Hacker News new | past | comments | ask | show | jobs | submit login
Reinforcement Learning with Prediction-Based Rewards (blog.openai.com)
165 points by lainon on Oct 31, 2018 | hide | past | favorite | 38 comments



I like the idea of having the agent be attracted to the unpredictable, but I guess there should be something to ensure that unpredictability doesn't dominate which action is selected. For an interesting/funny example check their two videos: "Agent in a maze without a noisy TV" and "Agent in a maze with a noisy TV"


How about an approach where the agent's reward is not the predictability itself but the first derivative of it. This way the agent will be attracted to the parts of environment where it can improve and will avoid white-noise parts since its model of the world doesn't generalize on these.

Juergen Schmidhuber (the author of original LSTM paper) had a very similar idea, http://people.idsia.ch/~juergen/driven2009.pdf

"This drive maximizes interestingness, the first derivative of subjective beauty or compressibility, that is, the steepness of the learning curve. It motivates exploring infants, pure mathematicians, composers, artists, dancers, comedians, yourself, and (since 1990) artificial systems."


If you read it thats exactly what they addressed here. They say they address the noisy TV problem. The video shows why they needed to address it.

> These choices make RND immune to the noisy-TV problem.


I would imagine they would need some kind of breakaway factor that allows the agent to decide that, despite the unpredictability, what its trying to explore might not be worth the reward, or that there is no reward behind it.


Finally someone beat Montezuma's Revenge without imitating human demonstrations! Very cool. I wonder why the algorithm then fails so hard on Pitfall?
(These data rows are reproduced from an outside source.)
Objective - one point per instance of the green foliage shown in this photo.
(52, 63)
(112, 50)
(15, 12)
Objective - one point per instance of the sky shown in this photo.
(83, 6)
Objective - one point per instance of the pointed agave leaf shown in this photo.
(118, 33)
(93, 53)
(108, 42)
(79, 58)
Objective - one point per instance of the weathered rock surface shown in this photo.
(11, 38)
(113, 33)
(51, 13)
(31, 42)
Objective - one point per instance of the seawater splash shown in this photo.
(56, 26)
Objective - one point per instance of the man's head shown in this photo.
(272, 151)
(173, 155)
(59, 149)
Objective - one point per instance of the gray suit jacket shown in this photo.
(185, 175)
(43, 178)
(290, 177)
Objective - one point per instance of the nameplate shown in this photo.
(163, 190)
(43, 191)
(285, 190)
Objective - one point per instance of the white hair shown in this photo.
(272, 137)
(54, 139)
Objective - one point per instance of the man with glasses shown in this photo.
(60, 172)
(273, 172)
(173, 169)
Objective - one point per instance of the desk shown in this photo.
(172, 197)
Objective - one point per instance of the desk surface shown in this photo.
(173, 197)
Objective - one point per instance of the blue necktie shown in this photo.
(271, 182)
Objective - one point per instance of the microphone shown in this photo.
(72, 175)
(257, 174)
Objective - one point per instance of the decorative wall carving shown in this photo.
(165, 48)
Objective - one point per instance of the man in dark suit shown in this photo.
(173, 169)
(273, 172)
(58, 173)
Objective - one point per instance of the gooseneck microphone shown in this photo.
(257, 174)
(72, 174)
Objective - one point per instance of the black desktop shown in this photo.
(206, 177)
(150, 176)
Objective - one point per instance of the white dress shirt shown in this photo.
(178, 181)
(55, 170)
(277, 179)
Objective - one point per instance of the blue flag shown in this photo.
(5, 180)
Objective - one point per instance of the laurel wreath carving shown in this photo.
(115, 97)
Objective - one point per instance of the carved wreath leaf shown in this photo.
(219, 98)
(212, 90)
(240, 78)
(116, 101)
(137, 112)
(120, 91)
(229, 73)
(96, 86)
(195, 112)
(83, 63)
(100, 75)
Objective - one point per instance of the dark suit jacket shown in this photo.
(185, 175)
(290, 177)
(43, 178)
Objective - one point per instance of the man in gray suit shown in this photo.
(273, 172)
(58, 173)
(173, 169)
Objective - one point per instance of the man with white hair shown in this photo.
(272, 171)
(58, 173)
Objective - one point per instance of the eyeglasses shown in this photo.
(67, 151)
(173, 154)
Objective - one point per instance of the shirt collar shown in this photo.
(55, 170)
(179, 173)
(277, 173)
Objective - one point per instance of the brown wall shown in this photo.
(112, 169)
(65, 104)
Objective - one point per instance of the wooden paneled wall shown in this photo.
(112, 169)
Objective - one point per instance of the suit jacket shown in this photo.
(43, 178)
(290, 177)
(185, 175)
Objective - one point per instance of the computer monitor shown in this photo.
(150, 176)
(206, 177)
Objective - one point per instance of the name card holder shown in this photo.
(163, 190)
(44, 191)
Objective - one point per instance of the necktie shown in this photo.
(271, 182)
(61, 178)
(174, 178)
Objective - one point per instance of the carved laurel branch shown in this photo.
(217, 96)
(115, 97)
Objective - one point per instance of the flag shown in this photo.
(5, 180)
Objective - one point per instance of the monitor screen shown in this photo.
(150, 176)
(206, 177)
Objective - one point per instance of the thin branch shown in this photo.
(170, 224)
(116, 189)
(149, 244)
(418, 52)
I would expect them to be similar problems.


Looks like AI winter update needs another update

https://blog.piekniewski.info/2018/10/29/ai-winter-update/


All right, you led me into an interesting rabit-hole there, I saw this AI winter page, and after reading a bit , the guy( Filip Piekniewski) said: "...the only problem really worth solving in AI is the Moravec's paradox, which is exactly the opposite of what DeepMind or OpenAI are doing...". Then I dont know what the guy thinks about what is the exact meaning of the said paradox, but in my ignorance I went to check Wikipedia, and they gave me:"Moravec's paradox is the discovery...that, contrary to traditional assumptions, high-level reasoning requires very little computation, but low-level sensorimotor skills require enormous computational resources" Well, this sounded pretty obvious, if you accept "high-level reasoning" as meaning...well...lets see what Wikipedia says a few lines later, quoting Moravec himself: "As Moravec writes, "it is comparatively easy to make computers exhibit adult level performance on intelligence tests or playing checkers,...". So, I can see the same contradiction in both, in the Wikipedia's definition and in Moravecs statement, in my opinion and i think the common sense opinion,"intelligence tests" sounds very broad or very narrow, but anyway useless to make a point about the point, even more when "playing checkers" is in the same sentence, the common sense is that from playing checkers to the "high-level reasoning" used by Wikipedias definition (makes me laugh, sorry for the sincerity), there is an ocean of distance. The amount of memory required to do real "what-i-call" high-level reasoning can be huge only to store the heuristics algorithms execution codes, not to mention all the "concepts" of "things" and their possible ways of "interaction" and all the interactions and their possible subjects-"things" , and the probable mechanisms that we have no idea are in place, probably driven by the most primitive reaction-reasoning mechanisms, who in heavens knows...just my-an opinin after biting the bait : ) , in form of a light comment. Cheers.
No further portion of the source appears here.